Supervisors need to know how to stay on solid legal ground when dealing with private information on their employees. Privacy is an area that does not have one clear-cut set of standards from one major federal law, but various federal, state, and local laws do govern how employers treat employee information.
Why “Workplace Privacy—What Supervisors Need to Know” Matters:
An individual’s right to be free from unreasonable search and seizure is fundamental. It is guaranteed by the U.S. Constitution. According to the Supreme Court, the Constitution also provides for a right to privacy. And that right extends to employees in the workplace.
But both state and federal laws concerning privacy recognize that organizations have a legitimate right to control their workplace and that this can have an impact on employee privacy.
The laws and the courts protect employee privacy. For example, courts will generally find an invasion of privacy in situations where an employee has a reasonable expectation of privacy. Courts have found, for instance, that employees have a high expectation of privacy in bathrooms and locker rooms. Video surveillance in such areas would be considered an invasion of privacy.
Customers also have privacy rights.

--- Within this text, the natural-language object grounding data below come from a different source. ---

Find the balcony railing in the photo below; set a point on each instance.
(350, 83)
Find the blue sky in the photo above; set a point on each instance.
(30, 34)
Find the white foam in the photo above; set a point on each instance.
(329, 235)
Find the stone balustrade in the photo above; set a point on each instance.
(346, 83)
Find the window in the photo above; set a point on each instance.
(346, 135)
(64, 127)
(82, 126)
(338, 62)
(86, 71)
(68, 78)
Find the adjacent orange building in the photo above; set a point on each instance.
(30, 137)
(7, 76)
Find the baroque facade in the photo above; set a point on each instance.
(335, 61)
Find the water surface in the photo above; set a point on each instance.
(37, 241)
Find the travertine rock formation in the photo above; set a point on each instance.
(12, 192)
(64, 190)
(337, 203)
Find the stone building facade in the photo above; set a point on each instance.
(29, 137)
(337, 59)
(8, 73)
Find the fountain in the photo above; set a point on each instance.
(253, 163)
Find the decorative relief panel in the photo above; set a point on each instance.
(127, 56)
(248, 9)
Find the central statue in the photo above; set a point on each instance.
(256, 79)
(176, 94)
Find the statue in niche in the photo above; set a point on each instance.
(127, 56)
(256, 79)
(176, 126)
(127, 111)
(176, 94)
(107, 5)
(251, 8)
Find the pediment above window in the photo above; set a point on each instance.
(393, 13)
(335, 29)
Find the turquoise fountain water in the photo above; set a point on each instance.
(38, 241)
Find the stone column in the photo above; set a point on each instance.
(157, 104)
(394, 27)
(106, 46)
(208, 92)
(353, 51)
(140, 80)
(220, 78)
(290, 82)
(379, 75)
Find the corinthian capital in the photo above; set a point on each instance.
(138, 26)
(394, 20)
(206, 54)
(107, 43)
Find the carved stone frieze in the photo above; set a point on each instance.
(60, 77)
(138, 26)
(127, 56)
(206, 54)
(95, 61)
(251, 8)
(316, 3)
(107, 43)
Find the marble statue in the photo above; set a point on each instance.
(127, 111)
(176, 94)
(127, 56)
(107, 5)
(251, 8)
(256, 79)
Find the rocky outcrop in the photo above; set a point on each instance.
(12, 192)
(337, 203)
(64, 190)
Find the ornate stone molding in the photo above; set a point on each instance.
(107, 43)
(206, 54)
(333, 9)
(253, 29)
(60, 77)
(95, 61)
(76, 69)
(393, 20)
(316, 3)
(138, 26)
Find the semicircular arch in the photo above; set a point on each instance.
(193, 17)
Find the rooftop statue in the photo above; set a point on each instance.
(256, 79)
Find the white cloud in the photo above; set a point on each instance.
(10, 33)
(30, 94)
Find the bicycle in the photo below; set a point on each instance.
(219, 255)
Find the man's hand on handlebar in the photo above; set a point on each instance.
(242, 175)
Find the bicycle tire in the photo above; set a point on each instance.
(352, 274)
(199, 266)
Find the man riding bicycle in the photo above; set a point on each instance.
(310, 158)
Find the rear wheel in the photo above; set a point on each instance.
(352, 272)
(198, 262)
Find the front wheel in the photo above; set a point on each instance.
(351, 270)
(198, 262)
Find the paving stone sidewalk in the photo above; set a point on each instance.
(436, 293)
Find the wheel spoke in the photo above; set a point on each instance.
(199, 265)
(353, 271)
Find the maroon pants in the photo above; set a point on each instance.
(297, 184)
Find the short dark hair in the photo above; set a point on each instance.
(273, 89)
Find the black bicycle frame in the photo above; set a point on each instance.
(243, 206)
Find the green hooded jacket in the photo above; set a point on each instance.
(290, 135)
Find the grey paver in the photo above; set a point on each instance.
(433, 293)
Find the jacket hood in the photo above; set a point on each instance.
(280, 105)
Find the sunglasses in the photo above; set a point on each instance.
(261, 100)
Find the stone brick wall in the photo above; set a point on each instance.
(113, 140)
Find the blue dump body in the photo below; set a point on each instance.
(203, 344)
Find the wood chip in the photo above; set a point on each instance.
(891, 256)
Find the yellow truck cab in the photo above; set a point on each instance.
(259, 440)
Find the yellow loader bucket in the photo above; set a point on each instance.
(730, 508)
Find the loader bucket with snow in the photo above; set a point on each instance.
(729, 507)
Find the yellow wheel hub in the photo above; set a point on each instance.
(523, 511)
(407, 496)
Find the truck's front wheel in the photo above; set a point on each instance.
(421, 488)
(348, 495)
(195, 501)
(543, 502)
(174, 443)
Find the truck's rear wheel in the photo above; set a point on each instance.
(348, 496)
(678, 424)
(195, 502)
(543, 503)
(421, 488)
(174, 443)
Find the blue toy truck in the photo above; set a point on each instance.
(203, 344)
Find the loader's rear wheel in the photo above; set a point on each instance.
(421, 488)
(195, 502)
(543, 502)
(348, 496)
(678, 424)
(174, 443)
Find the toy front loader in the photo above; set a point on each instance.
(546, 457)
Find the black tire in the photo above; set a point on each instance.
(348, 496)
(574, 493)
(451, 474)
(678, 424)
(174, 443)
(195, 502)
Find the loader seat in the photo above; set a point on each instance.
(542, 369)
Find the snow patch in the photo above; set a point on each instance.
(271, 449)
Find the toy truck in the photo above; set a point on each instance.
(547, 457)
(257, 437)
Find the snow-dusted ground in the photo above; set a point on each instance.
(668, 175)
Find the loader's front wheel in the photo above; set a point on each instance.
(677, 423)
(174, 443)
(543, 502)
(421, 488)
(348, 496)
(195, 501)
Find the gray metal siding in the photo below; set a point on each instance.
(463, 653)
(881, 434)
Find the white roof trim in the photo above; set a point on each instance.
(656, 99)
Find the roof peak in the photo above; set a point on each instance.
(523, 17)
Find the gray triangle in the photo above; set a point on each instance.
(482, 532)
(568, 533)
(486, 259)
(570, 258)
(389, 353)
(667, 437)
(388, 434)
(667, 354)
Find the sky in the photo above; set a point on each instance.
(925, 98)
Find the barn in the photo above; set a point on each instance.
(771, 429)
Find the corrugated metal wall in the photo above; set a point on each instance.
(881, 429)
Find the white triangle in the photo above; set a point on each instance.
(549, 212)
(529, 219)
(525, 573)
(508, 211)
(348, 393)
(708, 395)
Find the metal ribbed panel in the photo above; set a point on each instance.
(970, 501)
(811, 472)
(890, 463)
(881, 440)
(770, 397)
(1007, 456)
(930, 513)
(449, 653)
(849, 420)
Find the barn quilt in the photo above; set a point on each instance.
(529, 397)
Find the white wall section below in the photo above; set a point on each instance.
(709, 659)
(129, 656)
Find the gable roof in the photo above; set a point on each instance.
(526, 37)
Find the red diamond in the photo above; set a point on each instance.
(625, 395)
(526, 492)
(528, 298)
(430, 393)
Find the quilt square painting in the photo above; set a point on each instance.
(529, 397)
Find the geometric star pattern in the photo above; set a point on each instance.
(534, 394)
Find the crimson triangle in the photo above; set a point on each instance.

It is our duty to protect information about customers and make sure that it is not released to unauthorized people.
- Employers have the right to control and protect the workplace for legitimate business reasons, such as preventing theft, protecting employee safety, and ensuring that business resources are being used appropriately.
- To achieve these goals, we may need to do such things as monitor employee activities, conduct workplace searches, make background checks on employees, and require drug and alcohol testing.
- These actions must always be balanced with employees’ right to privacy.